Although we believe that investing is typically the most sensible thing to do with long-term savings, it isn’t always right for everyone. We know markets can be bumpy so this isn’t a short-term game. And if you’re paying off expensive debt then it’s pointless investing on the one hand if you’re paying double-digit interest rates on the other.
Similarly, it's probably better not to invest if the risk seems too daunting right now and you’re likely to shriek and bail the first time that markets have a shocker. You do need to be able to stomach some ups and downs. It is also important to have at least a few months worth of cash savings before you start putting significant chunks of money into investments.
If you’re not quite at the stage to Press Go then check out what we think are some helpful budgeting apps below. Build that cash safety net first and get the foundations in order.
But if it’s time to join the ranks of DIY investors, we’ll help you find the best home for your stocks and shares ISA - typically the 'no-brainer' tax free account to start with.
How is a saving app any better than totting up the difference between what you earn and what you save on the back of a post-it note, or even a more sophisticated excel document?
Saving apps seamlessly integrate with your bank account using clever AI and new open-banking technology, giving them the ability to analyse your incomings and outgoings, assess your salary, overdraft, debt, monthly subscriptions and more to calculate how much you can afford to put aside each month.
It then does what we often struggle to do and actually puts that money aside for us, into a separate pot or account, where it sits collecting interest, far enough away for us to think twice before spending it but close enough for us to access it if we really need it.
It's the nerdier, more sensible version of you!
The apps also have jazzier features and tools, alerting you to things that you may be unaware of, such as duplicate subscriptions. The first step to saving money is to stop paying for Apple Music AND Spotify!
If the spending analysis and budgeting suggestions don't help you boost your savings, they will at the very least give you a considerably higher level of self-awareness around your money habits.
There are more and more apps emerging in this space.
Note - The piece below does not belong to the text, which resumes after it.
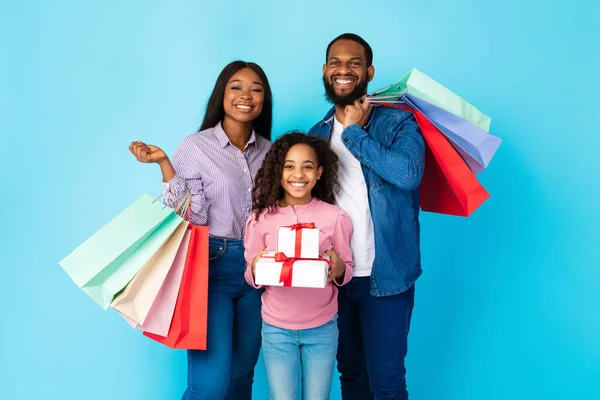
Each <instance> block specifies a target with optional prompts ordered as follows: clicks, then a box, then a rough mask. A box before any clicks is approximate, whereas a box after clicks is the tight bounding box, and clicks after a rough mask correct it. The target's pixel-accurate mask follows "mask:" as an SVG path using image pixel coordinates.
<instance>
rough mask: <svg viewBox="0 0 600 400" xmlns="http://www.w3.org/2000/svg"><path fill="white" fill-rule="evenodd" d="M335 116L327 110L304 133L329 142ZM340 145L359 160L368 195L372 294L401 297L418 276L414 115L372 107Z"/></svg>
mask: <svg viewBox="0 0 600 400" xmlns="http://www.w3.org/2000/svg"><path fill="white" fill-rule="evenodd" d="M333 114H334V109H331V110H330V111H329V112H328V113H327V115H326V116H325V118H324V119H323V120H322V121H321V122H319V123H317V124H316V125H315V126H313V127H312V128H311V129H310V131H309V133H308V134H309V135H311V136H318V137H322V138H324V139H329V138H330V135H331V130H332V128H333ZM342 142H343V143H344V145H345V146H346V148H347V149H348V150H349V151H350V152H351V153H352V154H353V155H354V157H356V159H357V160H358V161H360V163H361V167H362V172H363V175H364V178H365V182H366V184H367V191H368V193H369V207H370V209H371V218H372V219H373V228H374V235H375V260H374V261H373V268H372V271H371V278H370V286H371V294H372V295H373V296H391V295H394V294H398V293H402V292H404V291H406V290H408V289H409V288H410V287H411V286H412V285H413V284H414V283H415V281H416V280H417V278H418V277H419V275H421V272H422V270H421V251H420V238H419V236H420V226H419V184H420V182H421V178H422V177H423V169H424V166H425V144H424V141H423V136H422V135H421V132H420V131H419V127H418V125H417V123H416V122H415V119H414V117H413V115H412V113H410V112H408V111H403V110H398V109H394V108H390V107H373V111H372V112H371V116H370V119H369V121H368V122H367V124H366V125H365V127H364V128H363V129H361V128H360V127H359V126H358V125H350V126H348V127H346V129H344V131H343V132H342ZM346 211H347V212H349V213H352V210H346Z"/></svg>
Here we review three we like. You can read additional detail here.
Q: What if the app saves too much?
A: If at any point you want to withdraw money from your saving pot or overrule the AI, you can. You can also adjust the settings to tone down the aggressiveness of the AI's saving level in the future. This gives you complete power over the app whenever you want.
Q: Can investing help me pay off my credit card debt?
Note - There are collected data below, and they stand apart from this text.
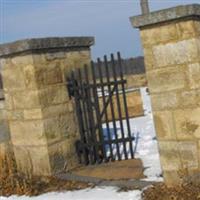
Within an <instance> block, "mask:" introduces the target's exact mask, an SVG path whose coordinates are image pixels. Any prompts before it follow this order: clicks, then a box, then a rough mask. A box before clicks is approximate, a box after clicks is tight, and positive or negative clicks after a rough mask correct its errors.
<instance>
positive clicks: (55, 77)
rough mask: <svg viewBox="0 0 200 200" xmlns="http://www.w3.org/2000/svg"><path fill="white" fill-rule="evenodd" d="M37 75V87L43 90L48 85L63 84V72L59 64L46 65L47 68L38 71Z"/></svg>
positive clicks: (56, 62)
mask: <svg viewBox="0 0 200 200" xmlns="http://www.w3.org/2000/svg"><path fill="white" fill-rule="evenodd" d="M35 74H36V81H37V85H38V87H39V88H42V87H44V86H46V85H52V84H58V83H62V82H63V79H62V71H61V68H60V63H59V62H53V63H50V64H46V66H45V67H43V68H41V69H37V70H36V72H35Z"/></svg>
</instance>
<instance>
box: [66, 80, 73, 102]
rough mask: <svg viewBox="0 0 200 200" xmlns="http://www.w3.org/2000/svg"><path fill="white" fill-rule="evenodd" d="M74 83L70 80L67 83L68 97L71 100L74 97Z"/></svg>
mask: <svg viewBox="0 0 200 200" xmlns="http://www.w3.org/2000/svg"><path fill="white" fill-rule="evenodd" d="M73 85H74V84H73V81H72V80H70V79H68V81H67V90H68V95H69V98H70V99H71V98H72V97H74V88H73Z"/></svg>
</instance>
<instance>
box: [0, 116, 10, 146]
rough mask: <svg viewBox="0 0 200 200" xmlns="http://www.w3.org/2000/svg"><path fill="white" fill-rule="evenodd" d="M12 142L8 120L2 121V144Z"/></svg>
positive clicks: (0, 130) (1, 127)
mask: <svg viewBox="0 0 200 200" xmlns="http://www.w3.org/2000/svg"><path fill="white" fill-rule="evenodd" d="M8 141H10V130H9V126H8V122H7V121H6V120H1V121H0V143H5V142H8Z"/></svg>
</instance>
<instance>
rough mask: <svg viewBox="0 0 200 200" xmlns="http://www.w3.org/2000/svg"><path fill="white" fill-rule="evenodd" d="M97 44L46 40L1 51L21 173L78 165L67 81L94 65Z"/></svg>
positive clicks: (28, 41) (52, 170) (33, 42)
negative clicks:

A: Technically yes, but in reality, absolutely not. The best thing you can do to reduce the weight and drag of credit card debt is to channel all of your resources and spare money into paying it off as quickly as possible. It only makes sense to invest surplus money if you are anticipating performance growth greater than the interest rate you're currently paying. And in 99.99% of scenarios that will not happen.
Q: Why should I have 3 months savings before investing?
A: If you don't have savings for a rainy day and something happens that leaves you needing some extra cash, you don't want to be in a position where your only choice is to sell your investments. Especially if the market isn't doing particularly great and your investments have decreased in value.